The Obligatory Obama Speech Post

At the American Spectator blog, Philip Klein has a pretty good summary of President Obama's speech to Congress:

He says we'll all have to give up some of our priorities even while outlining the most expansive domestic agenda in decades. He says he doesn't believe in bigger government, but vows to pump more money into banks, bail out homeowners, set up a fund to provide auto loans, and spend billions more on education and energy. He creates the illusion of being a sober and realistic leader who understands that we face some hard choices and tradeoffs while he declares that the way to reduce the growth of government spending on health care is to have the government spend more money on health care.
Also: we're going to have "investors" return to the market, but "speculators" will be left in the cold. He'll "help millions of Americans who are struggling with declining home values", but not "that neighbor down the street who bought a house he could never hope to afford". Thumbs up for "small business", thumbs down to "Wall Street exectutives" and "CEOs", at least those who might want "fancy drapes" or to "disappear on a private jet." And two thumbs down for "corporations that ship our jobs overseas." (Yes, he used that tired trope twice.)

At Reason, Matt Welch notes amazing Barackrobatics:

"But I also know," President Barack Obama said last night, in his typically self-referential fashion, "that in a time of crisis, we cannot afford to govern out of anger, or yield to the politics of the moment. My job--our job--is to solve the problem. Our job is to govern with a sense of responsibility."

It was a pleasingly presidential sentiment for a subdued, not-quite-a-State-of-the-Union speech. Unfortunately for Obama--and us--it was also contradicted, and blatantly so, not four paragraphs prior, by a guy named Barack Obama. "This time," the president warned us the minute before, while giving that stern schoolmaster look of his, "CEOs won't be able to use taxpayer money to pad their paychecks or buy fancy drapes or disappear on a private jet. Those days are over!" Democrats leaped to their feet.

Or: Inciting politically-convenient anger is wrong.
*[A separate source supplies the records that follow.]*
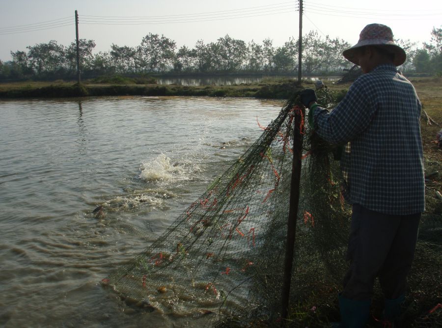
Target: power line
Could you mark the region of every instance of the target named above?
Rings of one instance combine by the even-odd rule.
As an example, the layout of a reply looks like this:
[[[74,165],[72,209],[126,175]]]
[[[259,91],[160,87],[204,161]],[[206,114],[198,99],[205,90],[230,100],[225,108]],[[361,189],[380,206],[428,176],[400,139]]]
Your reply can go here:
[[[227,10],[220,10],[217,11],[209,11],[209,12],[203,12],[200,13],[195,13],[193,14],[182,14],[179,15],[162,15],[162,16],[90,16],[90,15],[82,15],[83,17],[90,17],[90,18],[121,18],[121,19],[132,19],[132,18],[179,18],[180,17],[187,17],[189,16],[213,16],[214,15],[218,15],[219,14],[221,14],[222,13],[229,13],[231,12],[244,12],[244,10],[265,10],[269,8],[275,8],[275,7],[287,7],[287,6],[292,6],[294,5],[293,1],[289,1],[285,2],[279,2],[278,3],[274,3],[273,4],[267,4],[262,6],[257,6],[255,7],[249,7],[247,8],[241,8],[236,9],[229,9]],[[261,8],[261,9],[257,9]]]
[[[274,15],[281,13],[292,13],[294,10],[298,9],[298,7],[283,6],[283,7],[273,7],[273,9],[271,8],[272,7],[266,8],[265,9],[255,9],[245,11],[243,11],[241,12],[232,12],[218,16],[215,16],[215,14],[213,14],[206,16],[203,16],[202,15],[193,16],[172,15],[169,16],[151,16],[151,17],[129,19],[115,18],[111,19],[107,18],[98,18],[99,17],[97,16],[94,17],[97,18],[91,19],[89,18],[90,17],[90,16],[88,16],[85,19],[82,18],[81,21],[84,24],[103,25],[142,25],[207,22],[235,18],[254,17],[260,16]],[[159,18],[161,18],[161,19],[159,19]]]
[[[61,18],[57,18],[57,19],[51,20],[50,21],[44,21],[43,22],[40,22],[39,23],[34,23],[32,24],[25,24],[24,25],[15,25],[15,26],[10,26],[7,27],[0,27],[0,30],[2,29],[8,29],[9,28],[14,28],[15,27],[29,27],[29,26],[35,26],[37,25],[40,25],[41,24],[44,24],[44,23],[55,23],[58,22],[58,21],[61,21],[62,20],[65,20],[67,18],[70,18],[70,16],[68,16],[66,17],[61,17]]]
[[[324,33],[324,32],[321,30],[321,29],[319,28],[319,27],[318,27],[317,26],[316,26],[316,25],[315,23],[314,23],[311,19],[310,19],[308,17],[307,17],[307,15],[305,15],[305,14],[304,13],[303,13],[303,16],[304,16],[304,17],[305,17],[305,18],[308,19],[309,20],[309,21],[310,22],[310,23],[311,23],[312,24],[313,24],[313,26],[314,26],[315,27],[316,27],[316,28],[318,29],[318,30],[323,35],[325,36],[326,38],[327,37],[327,36]]]
[[[308,8],[307,8],[308,9]],[[380,18],[387,18],[389,21],[403,21],[403,20],[426,20],[428,19],[427,17],[422,17],[422,16],[418,16],[416,15],[414,15],[412,17],[402,17],[402,18],[399,17],[391,17],[390,15],[384,15],[382,14],[358,14],[355,13],[348,13],[346,14],[345,13],[343,13],[342,12],[336,12],[336,13],[332,13],[333,12],[331,11],[326,11],[326,10],[313,10],[310,9],[306,10],[307,12],[313,13],[313,14],[317,14],[318,15],[323,15],[329,16],[333,16],[335,17],[344,17],[346,18],[372,18],[373,17],[378,17]],[[435,14],[435,15],[439,15],[438,14]]]
[[[69,23],[67,24],[60,24],[60,25],[56,25],[52,27],[43,27],[42,28],[29,28],[28,29],[24,29],[22,30],[20,30],[18,31],[15,32],[2,32],[0,31],[0,35],[7,35],[9,34],[16,34],[20,33],[26,33],[28,32],[34,32],[35,31],[43,31],[47,29],[53,29],[54,28],[58,28],[58,27],[62,27],[65,26],[72,26],[73,25],[73,23]]]
[[[332,5],[328,5],[328,4],[325,4],[324,3],[316,2],[314,1],[309,1],[308,3],[313,5],[316,5],[316,6],[323,6],[324,8],[331,8],[331,9],[335,9],[336,8],[342,8],[342,9],[345,9],[355,10],[364,11],[371,11],[371,12],[377,11],[376,10],[373,9],[373,8],[368,9],[368,8],[362,8],[343,7],[343,6],[336,6],[336,5],[334,5],[334,4]],[[379,12],[379,11],[378,11],[378,12]],[[429,13],[432,13],[432,12],[434,12],[434,9],[415,9],[414,8],[413,9],[409,9],[409,10],[408,10],[408,9],[385,9],[383,8],[382,10],[381,11],[381,12],[383,12],[383,13],[385,13],[386,12],[391,12],[390,13],[386,14],[387,15],[390,15],[391,13],[393,13],[393,14],[394,13],[398,13],[401,11],[403,11],[404,12],[409,12],[412,14],[414,14],[416,12],[418,12],[418,11],[425,11],[425,12],[428,12]]]

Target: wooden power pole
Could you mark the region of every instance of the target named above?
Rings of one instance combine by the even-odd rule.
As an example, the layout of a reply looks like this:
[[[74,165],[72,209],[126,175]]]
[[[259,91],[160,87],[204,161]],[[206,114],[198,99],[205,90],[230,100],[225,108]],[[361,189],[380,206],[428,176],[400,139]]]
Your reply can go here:
[[[78,12],[75,11],[75,34],[77,37],[77,79],[80,83],[80,41],[78,39]]]
[[[303,132],[300,130],[305,111],[295,114],[293,129],[293,160],[292,162],[292,177],[290,180],[289,215],[287,224],[287,239],[285,244],[285,258],[284,261],[284,275],[282,277],[281,313],[282,326],[285,326],[290,304],[290,285],[295,255],[295,240],[296,237],[296,223],[299,205],[300,185],[302,157],[303,156]]]
[[[301,82],[303,62],[303,0],[299,0],[299,44],[298,50],[298,82]]]

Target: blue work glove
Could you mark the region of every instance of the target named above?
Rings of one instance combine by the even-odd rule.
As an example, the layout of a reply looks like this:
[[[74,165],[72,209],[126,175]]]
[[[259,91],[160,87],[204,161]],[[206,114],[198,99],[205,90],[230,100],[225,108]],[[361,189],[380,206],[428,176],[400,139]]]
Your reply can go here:
[[[308,105],[312,101],[316,102],[318,98],[313,89],[304,89],[299,94],[301,102],[305,107],[308,108]]]

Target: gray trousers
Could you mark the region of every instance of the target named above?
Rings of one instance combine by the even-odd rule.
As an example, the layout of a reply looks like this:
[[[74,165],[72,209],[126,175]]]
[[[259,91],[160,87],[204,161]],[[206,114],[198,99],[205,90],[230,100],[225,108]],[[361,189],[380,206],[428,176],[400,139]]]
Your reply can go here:
[[[375,279],[387,299],[405,291],[417,239],[421,213],[390,215],[354,204],[342,296],[351,300],[372,298]]]

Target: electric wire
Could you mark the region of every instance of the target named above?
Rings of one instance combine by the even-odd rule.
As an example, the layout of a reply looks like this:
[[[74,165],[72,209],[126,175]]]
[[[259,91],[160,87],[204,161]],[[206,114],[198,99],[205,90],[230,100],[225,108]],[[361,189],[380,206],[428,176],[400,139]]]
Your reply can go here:
[[[161,20],[149,20],[144,19],[140,21],[139,19],[136,20],[117,20],[117,19],[108,19],[106,20],[97,21],[94,20],[81,18],[81,22],[83,24],[90,25],[142,25],[149,24],[176,24],[183,23],[197,23],[200,22],[210,22],[213,21],[225,20],[232,19],[247,18],[250,17],[256,17],[262,16],[268,16],[278,14],[285,14],[293,13],[294,10],[297,10],[297,7],[291,7],[281,9],[275,9],[273,10],[266,10],[265,11],[260,11],[256,13],[245,13],[242,12],[237,14],[231,14],[224,15],[218,17],[205,17],[201,18],[189,18],[182,19],[162,19]]]
[[[297,1],[299,2],[299,1]],[[292,1],[285,2],[279,2],[278,3],[274,3],[271,5],[267,4],[263,6],[257,6],[255,7],[249,7],[247,8],[241,8],[236,9],[229,9],[227,10],[220,10],[217,11],[209,11],[209,12],[200,12],[200,13],[195,13],[193,14],[183,14],[179,15],[162,15],[162,16],[91,16],[91,15],[82,15],[83,17],[90,17],[90,18],[187,18],[188,17],[193,17],[195,16],[204,16],[205,17],[207,17],[207,16],[213,16],[218,15],[219,14],[221,14],[222,13],[231,13],[232,12],[244,12],[245,10],[247,11],[256,11],[256,10],[263,10],[265,9],[271,9],[273,8],[279,8],[279,7],[287,7],[290,6],[292,7],[294,5],[294,3]],[[298,5],[299,5],[299,3]],[[258,9],[262,8],[262,9]],[[249,10],[250,9],[250,10]]]
[[[41,28],[28,28],[27,29],[20,30],[15,31],[7,31],[7,32],[3,32],[0,31],[0,35],[8,35],[9,34],[16,34],[21,33],[26,33],[28,32],[34,32],[35,31],[43,31],[47,29],[53,29],[54,28],[58,28],[59,27],[62,27],[66,26],[72,26],[74,25],[74,23],[70,22],[69,23],[65,23],[65,24],[60,24],[59,25],[55,25],[52,26],[48,26],[46,27],[44,27]]]
[[[373,17],[378,17],[381,18],[386,18],[387,19],[388,21],[404,21],[404,20],[428,20],[428,18],[427,17],[418,17],[414,16],[414,17],[391,17],[388,15],[385,16],[382,14],[377,15],[377,14],[364,14],[364,15],[358,15],[354,13],[348,13],[347,14],[342,14],[342,13],[339,13],[338,12],[337,13],[333,13],[331,11],[319,11],[319,10],[307,10],[304,11],[307,11],[307,12],[311,13],[312,14],[317,14],[318,15],[322,15],[328,16],[333,16],[335,17],[343,17],[345,18],[353,18],[353,19],[360,19],[361,18],[373,18]],[[436,14],[435,14],[436,15]]]
[[[327,37],[327,36],[326,35],[324,34],[324,32],[323,32],[322,31],[321,31],[321,29],[319,28],[319,27],[318,27],[317,26],[316,26],[316,25],[315,23],[314,23],[313,22],[313,21],[312,21],[311,19],[310,19],[307,16],[307,15],[305,15],[305,14],[304,13],[304,12],[303,12],[303,16],[304,17],[305,17],[305,18],[306,18],[307,19],[308,19],[308,21],[310,22],[310,23],[311,23],[312,24],[313,24],[313,26],[314,26],[315,27],[316,27],[316,29],[317,29],[318,31],[319,31],[321,32],[321,34],[322,34],[323,35],[324,35],[326,38]]]
[[[70,18],[71,19],[72,17],[71,16],[67,16],[66,17],[61,17],[60,18],[57,18],[57,19],[51,20],[50,21],[44,21],[43,22],[40,22],[39,23],[34,23],[31,24],[24,24],[23,25],[15,25],[14,26],[10,26],[7,27],[0,27],[0,30],[3,29],[15,29],[16,28],[19,28],[21,27],[26,28],[25,27],[37,27],[39,25],[46,25],[47,24],[45,23],[54,23],[56,24],[59,23],[59,21],[63,21],[66,20],[66,19]]]
[[[305,3],[305,2],[304,2]],[[379,12],[379,11],[376,10],[376,9],[373,9],[372,8],[352,8],[349,7],[343,7],[341,6],[337,6],[333,4],[332,5],[330,5],[328,4],[326,4],[324,3],[321,3],[318,2],[316,2],[314,1],[308,1],[307,2],[307,5],[311,5],[312,6],[316,6],[316,7],[322,7],[325,9],[336,9],[336,8],[342,8],[347,10],[359,10],[359,11],[369,11],[369,12]],[[415,14],[416,12],[418,11],[424,11],[428,12],[428,13],[433,13],[435,10],[434,9],[387,9],[383,8],[381,12],[386,13],[387,12],[391,12],[390,13],[386,13],[387,15],[390,15],[391,14],[394,15],[401,15],[400,13],[400,12],[404,12],[410,13],[411,15],[414,15]]]

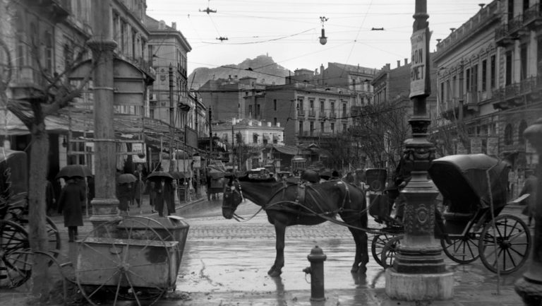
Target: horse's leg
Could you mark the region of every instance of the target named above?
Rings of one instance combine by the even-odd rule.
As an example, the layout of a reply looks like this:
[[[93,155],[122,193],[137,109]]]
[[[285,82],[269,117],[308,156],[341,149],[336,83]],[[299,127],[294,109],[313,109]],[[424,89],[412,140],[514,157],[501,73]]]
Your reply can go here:
[[[277,254],[275,257],[275,264],[267,271],[271,277],[277,277],[282,273],[282,267],[284,266],[284,235],[286,225],[279,222],[275,222],[275,233],[276,236],[275,249]]]

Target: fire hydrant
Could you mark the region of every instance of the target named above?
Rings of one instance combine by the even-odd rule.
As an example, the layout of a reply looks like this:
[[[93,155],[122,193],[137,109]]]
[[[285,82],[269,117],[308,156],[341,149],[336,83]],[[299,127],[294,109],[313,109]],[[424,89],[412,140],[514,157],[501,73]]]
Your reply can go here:
[[[324,295],[324,261],[327,257],[324,252],[315,246],[311,250],[307,259],[311,262],[311,266],[303,269],[307,274],[311,274],[311,300],[325,300]]]

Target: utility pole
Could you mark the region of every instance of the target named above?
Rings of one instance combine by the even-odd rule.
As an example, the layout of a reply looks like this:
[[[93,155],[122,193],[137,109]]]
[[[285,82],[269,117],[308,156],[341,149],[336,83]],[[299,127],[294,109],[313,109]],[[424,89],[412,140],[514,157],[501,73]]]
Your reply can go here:
[[[212,111],[209,106],[209,161],[212,160]]]
[[[169,172],[173,172],[173,140],[175,137],[175,107],[173,100],[173,66],[169,63]],[[165,171],[166,170],[164,169]]]
[[[234,119],[235,120],[235,119]],[[235,146],[235,139],[234,138],[234,122],[231,122],[231,165],[235,170],[235,154],[234,154],[234,146]]]
[[[90,218],[95,229],[104,223],[120,221],[121,218],[117,216],[119,200],[114,183],[117,155],[113,124],[113,51],[117,44],[112,39],[109,28],[111,1],[95,1],[92,5],[94,35],[87,43],[92,50],[92,60],[97,61],[92,75],[96,196],[90,202],[92,216]],[[97,233],[103,234],[104,233]]]
[[[393,267],[386,269],[386,294],[401,300],[447,300],[453,298],[454,275],[446,271],[442,247],[435,239],[435,199],[438,190],[427,179],[435,149],[427,140],[431,119],[426,98],[430,94],[430,61],[427,0],[416,0],[414,16],[410,98],[413,114],[409,124],[412,138],[405,141],[400,165],[411,170],[411,179],[401,192],[406,198],[404,237]]]

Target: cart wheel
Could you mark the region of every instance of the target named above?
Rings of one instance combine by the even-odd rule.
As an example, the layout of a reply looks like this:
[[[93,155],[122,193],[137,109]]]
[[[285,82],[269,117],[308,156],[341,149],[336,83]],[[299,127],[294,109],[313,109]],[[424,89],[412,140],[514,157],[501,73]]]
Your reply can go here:
[[[519,269],[531,250],[531,232],[523,220],[502,215],[483,228],[478,248],[482,263],[490,271],[508,274]]]
[[[26,282],[34,262],[25,228],[0,220],[0,288],[14,288]]]
[[[93,305],[104,302],[117,305],[125,303],[124,300],[133,300],[138,306],[152,305],[168,289],[167,286],[159,287],[147,281],[147,273],[153,272],[152,265],[169,267],[171,263],[167,252],[151,254],[157,246],[164,249],[167,246],[160,235],[149,227],[150,222],[158,223],[145,217],[124,219],[127,220],[130,220],[128,226],[118,229],[115,228],[116,223],[104,223],[78,242],[78,257],[85,252],[87,255],[90,254],[92,257],[102,259],[100,263],[78,261],[76,267],[77,286],[85,298]],[[95,247],[96,242],[110,246],[102,249]],[[146,258],[147,261],[137,261],[142,256],[146,257],[147,253],[152,256]],[[94,264],[96,264],[93,266]],[[164,275],[164,278],[169,279],[167,275]],[[85,283],[87,281],[90,283]],[[141,283],[147,286],[138,286]]]
[[[465,236],[452,239],[452,244],[448,244],[444,238],[440,239],[440,245],[445,254],[455,262],[464,264],[478,259],[478,233],[469,232]]]
[[[373,237],[373,242],[371,244],[371,251],[373,253],[373,258],[375,259],[378,264],[384,266],[382,264],[382,250],[384,249],[384,246],[386,243],[393,237],[393,235],[391,234],[378,234]]]
[[[401,245],[401,240],[403,239],[404,235],[399,235],[390,239],[390,241],[386,242],[384,248],[382,249],[382,255],[380,261],[382,261],[382,266],[384,269],[388,268],[393,265],[393,261],[395,259],[395,254],[397,252],[397,247]]]

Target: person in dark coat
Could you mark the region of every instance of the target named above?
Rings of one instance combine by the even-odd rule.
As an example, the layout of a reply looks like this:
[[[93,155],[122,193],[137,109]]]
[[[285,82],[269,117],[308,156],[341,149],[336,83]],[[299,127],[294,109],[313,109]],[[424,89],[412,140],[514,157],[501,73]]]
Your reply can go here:
[[[162,179],[155,182],[154,191],[156,194],[155,207],[158,211],[158,216],[164,216],[164,204],[167,205],[167,215],[174,213],[175,212],[174,194],[171,180]]]
[[[82,177],[67,179],[59,199],[59,213],[64,216],[64,226],[68,228],[70,242],[77,239],[77,227],[83,226],[83,203],[85,191],[80,187],[78,181]]]
[[[119,209],[121,216],[127,216],[128,203],[132,199],[133,191],[132,183],[119,184],[116,189],[116,197],[119,199]]]
[[[526,216],[529,219],[527,225],[531,226],[534,213],[536,211],[536,183],[538,179],[531,170],[525,172],[525,177],[527,178],[525,180],[525,183],[523,185],[519,196],[529,194],[529,197],[524,200],[522,204],[526,204],[525,208],[522,211],[522,213]]]
[[[51,213],[54,210],[54,204],[56,203],[56,197],[54,195],[54,188],[53,187],[53,183],[51,181],[47,180],[45,187],[45,204],[47,205],[47,216],[51,216]]]

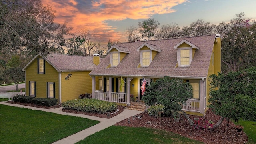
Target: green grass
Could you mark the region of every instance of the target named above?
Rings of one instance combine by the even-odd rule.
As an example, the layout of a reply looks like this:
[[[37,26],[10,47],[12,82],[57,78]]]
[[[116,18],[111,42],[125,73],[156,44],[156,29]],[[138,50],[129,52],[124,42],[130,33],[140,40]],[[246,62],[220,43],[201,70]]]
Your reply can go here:
[[[0,105],[1,144],[51,144],[99,122]]]
[[[5,101],[9,100],[9,98],[0,98],[0,102],[3,102]]]
[[[112,126],[76,144],[202,144],[171,132]]]
[[[243,131],[248,136],[248,144],[256,144],[256,122],[240,119],[238,122],[234,122],[244,127]]]
[[[25,88],[22,88],[22,92],[25,92]],[[20,88],[18,90],[9,90],[8,91],[7,91],[6,92],[20,92]]]

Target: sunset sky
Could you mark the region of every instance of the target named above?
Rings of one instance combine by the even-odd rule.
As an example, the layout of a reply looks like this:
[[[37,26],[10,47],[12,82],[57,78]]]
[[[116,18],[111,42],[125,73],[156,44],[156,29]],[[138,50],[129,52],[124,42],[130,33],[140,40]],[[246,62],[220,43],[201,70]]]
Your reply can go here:
[[[96,41],[106,44],[109,39],[125,42],[124,32],[139,21],[154,18],[163,25],[177,24],[180,28],[202,19],[218,25],[228,22],[242,12],[245,18],[256,19],[256,0],[47,0],[56,11],[54,22],[68,22],[72,32],[86,27]],[[105,46],[106,46],[106,45]]]

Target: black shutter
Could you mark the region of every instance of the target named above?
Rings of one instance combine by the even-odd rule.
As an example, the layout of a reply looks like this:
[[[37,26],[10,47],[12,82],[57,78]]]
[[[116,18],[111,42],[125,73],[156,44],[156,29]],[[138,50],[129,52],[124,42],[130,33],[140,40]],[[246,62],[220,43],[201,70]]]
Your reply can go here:
[[[104,92],[106,92],[106,78],[104,78]]]
[[[55,98],[55,83],[53,83],[53,98]]]
[[[37,74],[39,73],[39,58],[37,58]]]
[[[125,82],[124,83],[124,93],[127,93],[127,88],[126,88],[126,86],[127,86],[127,79],[126,78],[124,78],[124,82]]]
[[[45,60],[44,59],[44,74],[45,74]]]
[[[47,94],[46,94],[46,98],[48,98],[48,95],[49,94],[49,92],[48,92],[48,82],[46,82],[46,91],[47,91]]]
[[[116,92],[118,92],[118,90],[119,89],[118,88],[118,84],[119,83],[119,82],[118,82],[118,78],[116,78]]]
[[[114,78],[112,78],[112,92],[114,92]]]
[[[28,81],[28,96],[30,96],[30,81]]]
[[[35,97],[36,96],[36,82],[35,82]]]

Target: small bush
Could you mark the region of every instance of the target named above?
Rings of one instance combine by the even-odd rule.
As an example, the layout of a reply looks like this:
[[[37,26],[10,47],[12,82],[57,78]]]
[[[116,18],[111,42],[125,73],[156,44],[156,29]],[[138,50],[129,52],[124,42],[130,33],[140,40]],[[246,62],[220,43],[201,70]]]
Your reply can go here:
[[[164,106],[161,104],[151,106],[148,109],[148,113],[150,116],[158,116],[159,112],[164,111]]]
[[[63,108],[71,109],[84,112],[104,114],[115,110],[116,104],[113,102],[94,99],[83,99],[68,100],[62,104]]]
[[[13,99],[14,102],[28,103],[31,102],[31,100],[34,98],[32,96],[16,95]]]
[[[57,105],[58,100],[56,98],[38,98],[32,99],[31,101],[35,104],[51,106]]]
[[[85,93],[85,94],[82,94],[79,96],[80,99],[86,98],[92,98],[92,93]]]

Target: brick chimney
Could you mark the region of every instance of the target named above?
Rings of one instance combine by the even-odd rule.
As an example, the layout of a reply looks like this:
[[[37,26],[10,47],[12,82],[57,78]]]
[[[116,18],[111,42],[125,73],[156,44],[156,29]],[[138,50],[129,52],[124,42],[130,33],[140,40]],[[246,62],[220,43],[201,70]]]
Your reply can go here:
[[[93,63],[97,66],[100,64],[100,54],[93,54]]]

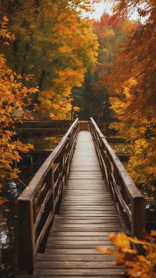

Unless I'm doing it.

The Associated Press provides a pretty good fact check on the speech. They, like many of us, are pretty sick of the Obama claim (made ad nauseum) that his "plan will save or create 3.5 million jobs." Although their language is diplomatic:

[I]t's unlikely the nation will ever know how many jobs are saved as a result of the stimulus. While it's clear when jobs are abolished, there's no economic gauge that tracks job preservation. The estimates are based on economic assumptions of how many jobs would be lost without the stimulus.
In short, Obama is bullshitting us, and it doesn't get any truer with repetition.

Can he fool enough people with this soaring rhetorical nonsense? I'm thinking: probably!